Nothing to see from the other side either, looking across the lake. I spent some time hoping that a little head with a punk hairdo would show over the edge of the nest, but no luck. All you can see is that the parent is higher in the nest than when it was incubating the eggs.
Another heron, maybe this one's mate, gazed across the lake from a weeping willow with fresh green leaves.
The Long-Tailed Tits' nest in the Rose Garden is now fully built, and the birds are lining the inside with a comfortable bed of little feathers. Mostly all you can see is them arriving and leaving.
The nest at the Lido is larger. The tits were away both times I passed, and anyway it's impossible to get good video of this well hidden nest.
A male Great Spotted Woodpecker had no difficulty in scaring Rose-Ringed Parakeets off the feeder in the Rose Garden.
There is a pile of wood chips near the Hyde Park bandstand, which is to be spread under the surrounding trees -- a rotten idea which has been tried in Kensington Gardens and has produced a proliferation of miscellaneous mushrooms, not at all what you want under a tree. A Carrion Crow investigated the heap.
Two good pictures by Tom, taken near the bridge: a Goldcrest ...
... and one of the confident Coal Tits that you can feed from your hand.
The number of winter migrant gulls is falling, and only a few of the Common Gulls remain. They come later than the Black-Headed Gulls and leave earlier. This one was on a post at Peter Pan.

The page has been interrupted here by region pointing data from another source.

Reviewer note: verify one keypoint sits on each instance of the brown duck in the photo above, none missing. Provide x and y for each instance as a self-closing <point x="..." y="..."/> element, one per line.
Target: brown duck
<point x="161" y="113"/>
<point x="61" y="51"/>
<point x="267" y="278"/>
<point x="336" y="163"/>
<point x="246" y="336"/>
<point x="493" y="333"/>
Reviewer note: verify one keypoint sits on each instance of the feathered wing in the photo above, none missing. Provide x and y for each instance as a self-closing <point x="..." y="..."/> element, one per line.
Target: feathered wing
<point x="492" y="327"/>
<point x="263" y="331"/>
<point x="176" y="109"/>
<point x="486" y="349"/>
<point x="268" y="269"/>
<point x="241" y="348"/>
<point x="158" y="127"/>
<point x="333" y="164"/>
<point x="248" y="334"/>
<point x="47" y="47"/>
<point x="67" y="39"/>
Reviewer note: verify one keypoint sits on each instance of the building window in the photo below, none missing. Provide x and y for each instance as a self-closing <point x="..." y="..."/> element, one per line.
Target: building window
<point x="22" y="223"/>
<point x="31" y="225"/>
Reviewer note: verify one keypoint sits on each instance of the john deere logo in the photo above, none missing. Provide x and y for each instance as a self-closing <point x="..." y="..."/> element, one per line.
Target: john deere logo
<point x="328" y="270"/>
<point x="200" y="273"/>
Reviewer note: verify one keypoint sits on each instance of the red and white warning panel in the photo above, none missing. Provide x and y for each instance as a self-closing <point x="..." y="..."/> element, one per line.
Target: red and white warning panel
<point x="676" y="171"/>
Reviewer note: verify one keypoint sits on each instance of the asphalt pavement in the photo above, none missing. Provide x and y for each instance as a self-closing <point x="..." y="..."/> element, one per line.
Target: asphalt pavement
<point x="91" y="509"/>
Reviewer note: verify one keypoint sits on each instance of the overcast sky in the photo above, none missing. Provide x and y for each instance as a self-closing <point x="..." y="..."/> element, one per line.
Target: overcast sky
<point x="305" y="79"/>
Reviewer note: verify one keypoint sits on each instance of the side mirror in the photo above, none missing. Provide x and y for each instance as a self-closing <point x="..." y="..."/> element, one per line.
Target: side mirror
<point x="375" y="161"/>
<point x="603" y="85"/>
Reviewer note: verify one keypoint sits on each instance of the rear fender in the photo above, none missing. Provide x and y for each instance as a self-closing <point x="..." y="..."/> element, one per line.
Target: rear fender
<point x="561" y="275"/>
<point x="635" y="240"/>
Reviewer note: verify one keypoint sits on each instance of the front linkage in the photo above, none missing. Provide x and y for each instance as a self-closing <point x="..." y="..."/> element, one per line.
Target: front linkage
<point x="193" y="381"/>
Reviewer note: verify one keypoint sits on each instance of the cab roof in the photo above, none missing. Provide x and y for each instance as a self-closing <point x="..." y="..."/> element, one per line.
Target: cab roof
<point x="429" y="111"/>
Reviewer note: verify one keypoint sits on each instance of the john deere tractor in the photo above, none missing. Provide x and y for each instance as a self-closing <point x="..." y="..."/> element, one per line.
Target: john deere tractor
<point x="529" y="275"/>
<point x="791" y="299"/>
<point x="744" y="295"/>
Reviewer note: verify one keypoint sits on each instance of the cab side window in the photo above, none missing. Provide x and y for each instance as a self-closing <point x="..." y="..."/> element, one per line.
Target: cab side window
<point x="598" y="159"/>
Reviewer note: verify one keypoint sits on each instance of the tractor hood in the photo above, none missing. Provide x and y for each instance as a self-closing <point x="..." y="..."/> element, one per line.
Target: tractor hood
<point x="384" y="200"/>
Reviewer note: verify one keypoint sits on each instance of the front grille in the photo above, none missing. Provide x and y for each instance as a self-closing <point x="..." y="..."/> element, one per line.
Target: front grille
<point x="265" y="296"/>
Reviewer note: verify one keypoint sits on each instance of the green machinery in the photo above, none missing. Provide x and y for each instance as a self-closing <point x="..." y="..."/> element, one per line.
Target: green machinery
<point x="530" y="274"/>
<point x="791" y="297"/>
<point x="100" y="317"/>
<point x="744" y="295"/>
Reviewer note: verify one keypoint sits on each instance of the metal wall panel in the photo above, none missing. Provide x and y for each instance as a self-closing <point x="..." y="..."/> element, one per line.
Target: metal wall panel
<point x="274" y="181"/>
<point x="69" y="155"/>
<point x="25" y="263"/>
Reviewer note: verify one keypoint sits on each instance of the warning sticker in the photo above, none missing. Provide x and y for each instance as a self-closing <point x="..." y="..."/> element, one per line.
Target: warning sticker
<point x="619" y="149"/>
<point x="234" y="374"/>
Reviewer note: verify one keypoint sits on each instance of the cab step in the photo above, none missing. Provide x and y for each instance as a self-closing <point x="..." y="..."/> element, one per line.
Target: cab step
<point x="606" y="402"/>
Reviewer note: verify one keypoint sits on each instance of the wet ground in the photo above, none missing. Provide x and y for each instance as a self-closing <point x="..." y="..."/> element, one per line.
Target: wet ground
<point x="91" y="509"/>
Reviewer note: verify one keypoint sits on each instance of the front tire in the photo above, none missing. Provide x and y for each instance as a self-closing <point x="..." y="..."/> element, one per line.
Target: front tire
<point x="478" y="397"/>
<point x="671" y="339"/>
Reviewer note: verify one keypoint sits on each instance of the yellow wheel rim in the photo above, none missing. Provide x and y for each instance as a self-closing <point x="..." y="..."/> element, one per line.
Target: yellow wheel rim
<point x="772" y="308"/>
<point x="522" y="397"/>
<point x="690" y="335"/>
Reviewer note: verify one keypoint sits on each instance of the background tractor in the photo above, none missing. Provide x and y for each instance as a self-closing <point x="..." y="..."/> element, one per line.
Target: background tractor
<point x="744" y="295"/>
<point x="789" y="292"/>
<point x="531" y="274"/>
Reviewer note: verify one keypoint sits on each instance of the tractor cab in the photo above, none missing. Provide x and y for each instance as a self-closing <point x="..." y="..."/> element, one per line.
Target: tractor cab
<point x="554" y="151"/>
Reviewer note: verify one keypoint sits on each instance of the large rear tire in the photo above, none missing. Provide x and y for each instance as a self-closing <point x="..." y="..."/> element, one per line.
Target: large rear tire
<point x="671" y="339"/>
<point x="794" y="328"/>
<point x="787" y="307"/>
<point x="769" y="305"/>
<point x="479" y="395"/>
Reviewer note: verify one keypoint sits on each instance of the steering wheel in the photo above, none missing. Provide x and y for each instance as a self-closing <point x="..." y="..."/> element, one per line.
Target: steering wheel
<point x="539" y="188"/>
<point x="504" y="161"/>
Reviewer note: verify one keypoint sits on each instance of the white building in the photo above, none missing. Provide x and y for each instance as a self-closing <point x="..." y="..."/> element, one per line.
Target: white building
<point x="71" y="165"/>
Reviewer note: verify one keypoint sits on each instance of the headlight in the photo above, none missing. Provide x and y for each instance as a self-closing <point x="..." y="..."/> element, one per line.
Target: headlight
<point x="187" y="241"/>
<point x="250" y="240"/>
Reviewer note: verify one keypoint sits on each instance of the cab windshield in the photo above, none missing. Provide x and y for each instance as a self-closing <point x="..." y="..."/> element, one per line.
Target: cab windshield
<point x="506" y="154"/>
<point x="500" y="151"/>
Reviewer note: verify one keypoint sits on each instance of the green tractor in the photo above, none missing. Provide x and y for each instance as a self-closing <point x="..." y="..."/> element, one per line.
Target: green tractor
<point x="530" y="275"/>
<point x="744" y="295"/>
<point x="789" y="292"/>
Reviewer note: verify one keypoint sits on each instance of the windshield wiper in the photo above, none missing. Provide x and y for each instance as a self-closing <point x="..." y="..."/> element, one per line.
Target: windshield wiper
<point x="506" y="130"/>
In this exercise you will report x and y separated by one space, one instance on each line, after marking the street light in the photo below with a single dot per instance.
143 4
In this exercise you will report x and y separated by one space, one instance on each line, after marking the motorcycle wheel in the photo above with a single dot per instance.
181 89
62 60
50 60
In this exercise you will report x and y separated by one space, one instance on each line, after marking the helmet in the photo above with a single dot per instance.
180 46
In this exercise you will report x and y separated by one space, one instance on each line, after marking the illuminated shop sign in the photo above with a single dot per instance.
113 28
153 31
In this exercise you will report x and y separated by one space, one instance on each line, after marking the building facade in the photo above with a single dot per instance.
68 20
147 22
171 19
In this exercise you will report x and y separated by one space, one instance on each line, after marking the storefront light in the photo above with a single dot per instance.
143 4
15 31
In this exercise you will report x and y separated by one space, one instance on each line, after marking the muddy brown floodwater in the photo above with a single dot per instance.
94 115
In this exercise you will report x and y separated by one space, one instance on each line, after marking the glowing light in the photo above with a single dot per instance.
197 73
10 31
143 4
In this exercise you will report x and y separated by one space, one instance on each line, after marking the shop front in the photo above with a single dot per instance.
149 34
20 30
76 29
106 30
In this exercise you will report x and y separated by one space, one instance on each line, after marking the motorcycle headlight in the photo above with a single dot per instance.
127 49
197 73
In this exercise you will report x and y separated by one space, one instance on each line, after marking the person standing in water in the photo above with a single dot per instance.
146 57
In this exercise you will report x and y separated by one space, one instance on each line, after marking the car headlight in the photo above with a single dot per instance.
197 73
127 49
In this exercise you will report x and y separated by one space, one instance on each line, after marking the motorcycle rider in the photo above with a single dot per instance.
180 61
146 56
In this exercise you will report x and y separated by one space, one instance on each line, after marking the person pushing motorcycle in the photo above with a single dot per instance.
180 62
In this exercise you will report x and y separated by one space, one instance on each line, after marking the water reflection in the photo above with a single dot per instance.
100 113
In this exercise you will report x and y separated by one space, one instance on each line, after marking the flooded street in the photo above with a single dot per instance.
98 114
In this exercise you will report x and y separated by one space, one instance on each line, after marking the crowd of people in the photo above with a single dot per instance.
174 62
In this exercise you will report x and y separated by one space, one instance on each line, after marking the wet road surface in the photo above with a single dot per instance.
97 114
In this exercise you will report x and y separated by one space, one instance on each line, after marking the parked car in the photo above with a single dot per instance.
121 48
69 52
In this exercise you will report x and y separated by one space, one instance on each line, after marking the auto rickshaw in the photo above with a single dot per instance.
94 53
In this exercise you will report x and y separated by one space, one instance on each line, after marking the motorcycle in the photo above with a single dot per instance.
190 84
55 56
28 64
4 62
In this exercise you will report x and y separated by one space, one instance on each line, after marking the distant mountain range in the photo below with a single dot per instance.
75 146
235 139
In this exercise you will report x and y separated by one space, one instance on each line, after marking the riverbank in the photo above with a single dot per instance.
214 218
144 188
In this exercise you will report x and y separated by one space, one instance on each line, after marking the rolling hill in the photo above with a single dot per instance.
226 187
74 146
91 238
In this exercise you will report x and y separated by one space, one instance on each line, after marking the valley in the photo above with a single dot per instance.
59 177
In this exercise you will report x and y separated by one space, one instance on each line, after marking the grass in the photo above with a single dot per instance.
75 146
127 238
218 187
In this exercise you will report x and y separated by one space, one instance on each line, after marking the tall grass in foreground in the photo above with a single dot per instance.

A pair of Moorhens climbed on the posts and chains at the bridge.
The male Egyptian Goose at the Henry Moore sculpture has nothing to do but preen while his mate is on her nest in a tree hole.
After months of absence, a pair of Mandarins has turned up on the Long Water. The drake is in his improbable full breeding plumage.
Mark Williams reports that the Black Swan family in St James's Park are being harassed by a large male Mute Swan. Here is his picture of one of the parents taking refuge behind a bit of netting. One the the cygnets is being looked after by Anita after it was half drowned by this big thug of a bird.
I love them deeply, but why must they be such bullying thugs. Well done Anita, she is a heroine.
ReplyDeleteI trust the Long Tailed Tits' ability to spot a good place to build a nest. I imagine they must have been buiding it for at least a couple of years. I hope their experience will serve them well.
I too was hoping to see a spikey punky head.
I'm still worried about the Long-Tailed Tits' nest in the gorse bush. Birds don't seem to be deterred by spiky plants, and there are several Magpies and Great Spotted Woodpeckers here that would like nothing more than a meal of nestlings. And if I can see the nest, so can they.